Example: The only way to get rid of the toll road will be to starve it of traffic so it withers on the vine. That really won’t be hard to do, given the basic bad design of the road itself. The city will have to provide competing routes for traffic.

Here’s the challenge now. When they do get ready to put a toll road in place, they’re going to try to do what most toll road projects do and squeeze the city into signing a no-compete agreement. By such an agreement the city would be barred from building or even improving competing streets.

That’s a big no-no. Signing an agreement like that will only make it that much more difficult to get rid of the thing when the time comes.

What about a baseball stadium or casino?

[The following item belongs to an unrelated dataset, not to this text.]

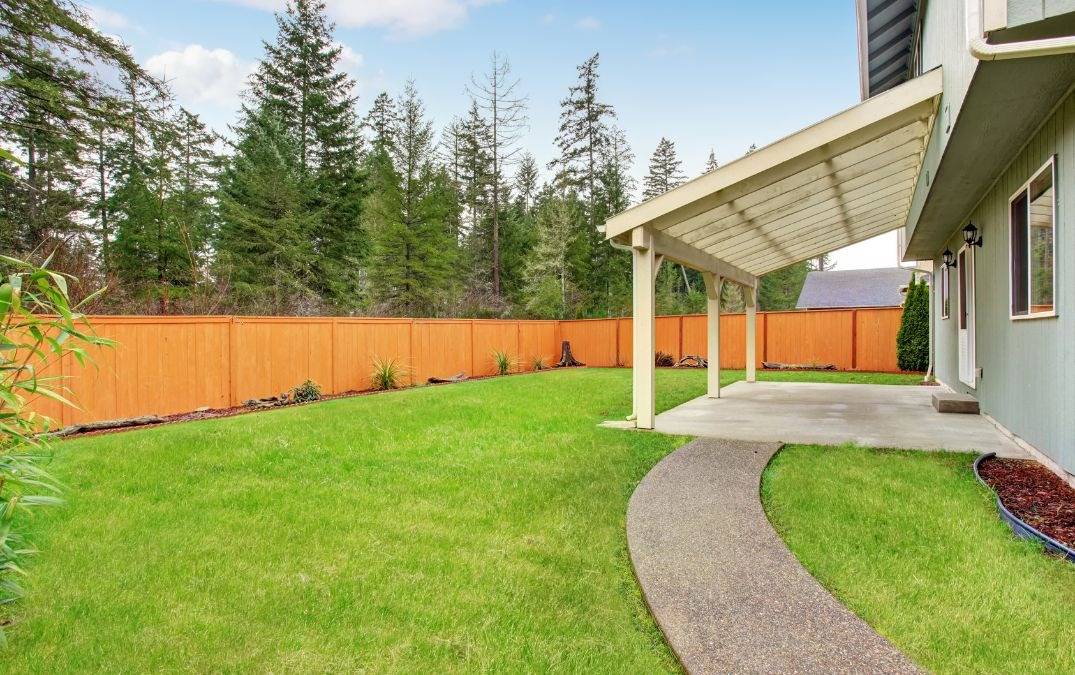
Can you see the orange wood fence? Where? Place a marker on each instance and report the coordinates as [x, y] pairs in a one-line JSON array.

The poison pill there is public debt. They already bamboozled the public into signing a mortgage on a new convention hotel. If they can get us deeper into hock on the rest of Tanning-Salon-World, we will have that much more trouble escaping their shackles.

It doesn’t have to be a bitter fight every inch of the way forever, because even before we get to the day of inauguration for the new regime there will be a tipping point. The smart money will look at the robust success stories in Old East Dallas, North Oak Cliff, Oak Lawn and Uptown. They will look long and hard at what the old leadership has put in place. And they will move their bets to the new.

The best way to look ahead is with a wary aggressive optimism. Dallas is going to get there. It’s going to take a lot of trash-hauling. But that can be done.